J.C. Ryle begins his book on holiness with a chapter on sin. If sin and holiness are opposite bookends, one makes no sense without the other. If we deny what he calls the "sinfulness of sin", we do two things. We minimize the destructive, horrifying impact it has on both our soul and our physical lives. And we dilute what holiness means, because we're really "not that bad". Lower the bar, and we don't miss it so badly. We don't want to admit how bad sin really is, largely because our hearts are "deceitful above all things". (Jer. 17:9) So we make excuses, justify our behavior, compare our actions and our lives with those who are "much worse" than we are. Sin isn't really all that ugly, is it?

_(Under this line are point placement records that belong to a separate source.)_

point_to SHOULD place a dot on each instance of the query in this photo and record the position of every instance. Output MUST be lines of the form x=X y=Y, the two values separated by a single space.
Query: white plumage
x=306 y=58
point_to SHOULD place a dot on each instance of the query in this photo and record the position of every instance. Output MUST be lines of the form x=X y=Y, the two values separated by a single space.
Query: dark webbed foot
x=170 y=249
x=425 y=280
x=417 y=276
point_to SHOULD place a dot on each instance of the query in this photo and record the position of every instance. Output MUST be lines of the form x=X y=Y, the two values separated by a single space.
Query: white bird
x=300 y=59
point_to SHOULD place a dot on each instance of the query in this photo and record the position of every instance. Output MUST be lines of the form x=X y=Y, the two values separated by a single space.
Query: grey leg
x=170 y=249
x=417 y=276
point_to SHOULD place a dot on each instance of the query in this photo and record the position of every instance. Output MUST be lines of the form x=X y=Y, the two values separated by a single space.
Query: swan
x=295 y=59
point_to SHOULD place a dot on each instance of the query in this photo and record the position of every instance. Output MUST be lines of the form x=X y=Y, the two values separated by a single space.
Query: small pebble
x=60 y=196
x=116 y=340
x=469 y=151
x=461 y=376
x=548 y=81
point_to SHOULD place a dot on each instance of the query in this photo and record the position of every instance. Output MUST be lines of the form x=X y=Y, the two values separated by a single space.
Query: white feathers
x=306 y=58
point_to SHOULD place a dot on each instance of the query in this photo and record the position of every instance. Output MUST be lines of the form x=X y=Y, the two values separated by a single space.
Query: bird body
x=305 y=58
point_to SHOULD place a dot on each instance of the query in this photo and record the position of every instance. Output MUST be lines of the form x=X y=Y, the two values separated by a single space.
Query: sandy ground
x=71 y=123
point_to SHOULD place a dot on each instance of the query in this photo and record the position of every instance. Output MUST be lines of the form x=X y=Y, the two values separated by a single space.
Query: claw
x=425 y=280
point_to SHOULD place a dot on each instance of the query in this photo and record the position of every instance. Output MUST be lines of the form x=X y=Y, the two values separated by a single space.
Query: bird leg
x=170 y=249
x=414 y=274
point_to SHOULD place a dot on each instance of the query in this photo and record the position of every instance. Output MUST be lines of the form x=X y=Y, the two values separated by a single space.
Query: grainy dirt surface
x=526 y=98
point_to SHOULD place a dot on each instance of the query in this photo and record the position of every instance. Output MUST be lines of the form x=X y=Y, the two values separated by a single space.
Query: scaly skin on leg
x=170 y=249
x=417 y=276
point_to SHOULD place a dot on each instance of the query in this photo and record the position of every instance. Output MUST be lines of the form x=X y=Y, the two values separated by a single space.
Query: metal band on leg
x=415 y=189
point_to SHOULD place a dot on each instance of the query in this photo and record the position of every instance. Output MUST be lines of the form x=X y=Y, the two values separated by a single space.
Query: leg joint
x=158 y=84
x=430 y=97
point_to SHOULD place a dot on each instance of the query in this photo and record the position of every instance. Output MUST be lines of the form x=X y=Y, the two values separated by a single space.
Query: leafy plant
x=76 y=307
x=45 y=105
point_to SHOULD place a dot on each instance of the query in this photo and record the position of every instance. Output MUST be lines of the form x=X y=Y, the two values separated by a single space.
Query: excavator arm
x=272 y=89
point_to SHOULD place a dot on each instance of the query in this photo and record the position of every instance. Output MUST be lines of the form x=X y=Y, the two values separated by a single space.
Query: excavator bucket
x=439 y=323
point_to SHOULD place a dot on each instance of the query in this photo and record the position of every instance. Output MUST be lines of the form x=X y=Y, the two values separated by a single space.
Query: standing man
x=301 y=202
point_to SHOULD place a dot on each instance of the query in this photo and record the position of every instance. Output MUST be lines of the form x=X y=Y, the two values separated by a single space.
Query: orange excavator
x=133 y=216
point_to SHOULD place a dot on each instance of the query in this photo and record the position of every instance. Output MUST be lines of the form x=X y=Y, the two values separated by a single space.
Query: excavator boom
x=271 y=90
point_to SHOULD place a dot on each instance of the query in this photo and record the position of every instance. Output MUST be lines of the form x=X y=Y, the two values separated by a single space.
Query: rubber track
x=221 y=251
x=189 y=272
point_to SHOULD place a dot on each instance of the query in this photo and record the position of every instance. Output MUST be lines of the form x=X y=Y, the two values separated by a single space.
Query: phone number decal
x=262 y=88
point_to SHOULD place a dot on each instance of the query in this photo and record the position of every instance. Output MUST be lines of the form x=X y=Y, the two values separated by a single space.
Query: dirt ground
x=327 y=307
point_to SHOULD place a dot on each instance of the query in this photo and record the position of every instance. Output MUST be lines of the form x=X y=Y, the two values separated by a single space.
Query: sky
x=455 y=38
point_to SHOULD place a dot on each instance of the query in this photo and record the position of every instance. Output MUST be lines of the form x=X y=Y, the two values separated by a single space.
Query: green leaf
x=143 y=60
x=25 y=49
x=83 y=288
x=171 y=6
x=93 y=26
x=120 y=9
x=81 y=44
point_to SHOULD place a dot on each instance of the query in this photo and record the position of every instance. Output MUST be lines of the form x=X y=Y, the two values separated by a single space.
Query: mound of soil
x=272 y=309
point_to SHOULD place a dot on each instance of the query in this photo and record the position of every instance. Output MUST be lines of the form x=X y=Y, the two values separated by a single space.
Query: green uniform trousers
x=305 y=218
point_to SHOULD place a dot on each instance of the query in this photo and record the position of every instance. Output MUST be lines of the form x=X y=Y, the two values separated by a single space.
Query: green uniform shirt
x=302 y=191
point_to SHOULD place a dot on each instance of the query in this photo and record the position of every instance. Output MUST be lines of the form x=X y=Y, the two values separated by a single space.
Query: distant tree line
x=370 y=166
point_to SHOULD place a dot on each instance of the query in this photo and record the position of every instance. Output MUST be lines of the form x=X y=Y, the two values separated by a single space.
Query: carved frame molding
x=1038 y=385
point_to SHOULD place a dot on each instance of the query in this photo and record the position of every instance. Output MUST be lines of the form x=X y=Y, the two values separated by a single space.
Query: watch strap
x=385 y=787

Ryle also says that "Sin will rarely present itself in it's true colors, saying I am your deadly enemy, and I want to ruin you forever in hell". Our society goes one step further, denying the existence of sin and of hell. How convenient! If we saw even a fragment of the horror of sin, we would see both why God calls us to holiness, and why he sent His son to make that possible. I continue to be astounded at my own behavior, not only in not pursuing holiness, but indeed turning my face away from God and towards those actions and attitudes that promise nothing but destruction and pain. The apostle Paul had it exactly right when he said in Romans 7 that "What I want to do, I do not do, but what I hate I do." (In fact the entire book of Romans contains many descriptions of both the nature and the results of sin. Phrases like: Their foolish hearts were darkened...They exchanged the truth of God for a lie...They invented ways of doing evil...the wages of sin is death...)
Our pursuit of holiness should be in recognition that what God says about sin is true. That it will cause unimaginable harm to us, both spiritually and physically. That it is uglier, more grim, more horrific and more deadly than we can begin to imagine. Only then will the pursuit of holiness even begin to seem important to us.